A legislated ban on algorithmic targeting of alcohol advertising at high-risk users. Platforms already hold the data that identifies heavy drinkers. Using that data to drive sales is predatory. The law must say so, with penalties that make compliance cheaper than the alternative.
Delivery hours restricted to 10am to 10pm in every jurisdiction without exception. No events carve-outs. No platform-specific arrangements. A hard, uniform, national window.
Extension of all protections to all forms of alcohol home delivery, including next-day and scheduled delivery, which currently escape every regulatory conversation. The harm caused by home delivery does not depend on delivery speed alone. It depends on the complete removal of community oversight from the point of sale.
Primary Prevention Is the Standard, Not the Aspiration
For more than 150 years the Dalgarno Institute has held to one principle: the most effective response to alcohol harm is prevention before it starts, not damage management after the fact. Every fence built at the top of the cliff is worth more than every ambulance scrambling at the bottom.
The digital alcohol supply chain tore down fences that communities spent generations building. The accountability that existed when alcohol sales required a licensed premises, trained staff, visible closing times, and a degree of social exposure has gone. An app replaced all of it. The app never sleeps, never reads a room, never looks a customer in the eye, and never has to live next door to the consequences.
The Industry Argument Against Same Day Delivery Reform Does Not Hold
DoorDash, Uber Eats and Retail Drinks Australia have fought every one of these proposals.
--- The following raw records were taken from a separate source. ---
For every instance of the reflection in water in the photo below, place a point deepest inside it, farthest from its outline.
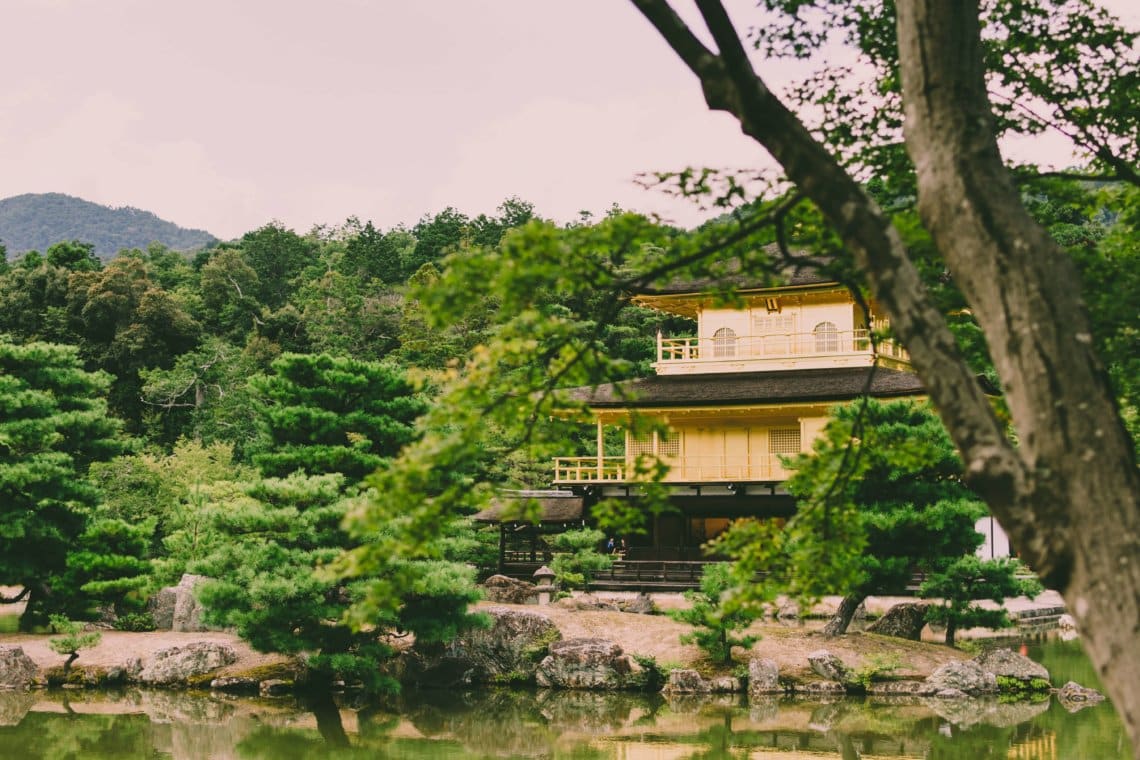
(556, 725)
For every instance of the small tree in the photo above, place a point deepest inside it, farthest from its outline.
(715, 617)
(72, 640)
(578, 557)
(969, 579)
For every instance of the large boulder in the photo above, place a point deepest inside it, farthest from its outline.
(901, 688)
(506, 652)
(763, 677)
(1010, 664)
(684, 680)
(963, 676)
(588, 663)
(161, 607)
(178, 664)
(829, 667)
(188, 611)
(903, 620)
(505, 589)
(17, 671)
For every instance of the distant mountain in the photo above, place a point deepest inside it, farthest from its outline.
(34, 221)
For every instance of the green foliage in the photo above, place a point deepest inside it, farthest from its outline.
(277, 255)
(73, 255)
(877, 668)
(879, 497)
(54, 424)
(715, 617)
(578, 556)
(326, 414)
(127, 323)
(968, 579)
(72, 640)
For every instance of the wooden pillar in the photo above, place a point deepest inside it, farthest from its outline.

They warn of black markets, drink driving, damage to small business, and inconvenience to low-risk drinkers. Retail Drinks Australia cited research claiming that 91 percent of consumers would abandon delayed same day delivery if a two-hour pause applied.
If that figure is accurate, it demolishes the industry’s own case. If 91 percent of rapid delivery demand disappears when consumers must wait two hours, that demand was never legitimate consumer convenience. It was impulsive purchasing behaviour that platforms monetised. Reducing it is not a policy failure. It is the entire point.
The black market argument fares no better. Australia applies some of the most stringent regulations in the world to tobacco. No meaningful black market in unregulated cigarette delivery exists. The claim that a two-hour wait on alcohol orders will push Australians toward WhatsApp-based illegal supply networks is not a public health argument. It is a lobbying tactic designed to make governments hesitate long enough for the profits to keep flowing.
Same Day Alcohol Delivery Laws Must Become National Law Now
The ACT has moved. South Australia is moving. Both are moving in the right direction. Neither has gone far enough or moved fast enough.
Same day alcohol delivery laws cannot keep reforming one jurisdiction at a time, through committee inquiries that produce in-principle responses that produce further consultation that produces possible future legislation. The platforms operate nationally. The harm is national. The law must be national too.
Australia’s governments now hold the evidence, the independent findings, the documented community harm, and the moral obligation to act. Not after further review, not pending consultation, and not in principle. Now. With binding national legislation that places the safety of Australian families, children, and communities ahead of the commercial interests of delivery platforms that built their growth on a regulatory vacuum they helped design.
The digital liquor store sits in every pocket in this country. The only question left is whether Australian governments will finally decide that some doors should not stay open all the time.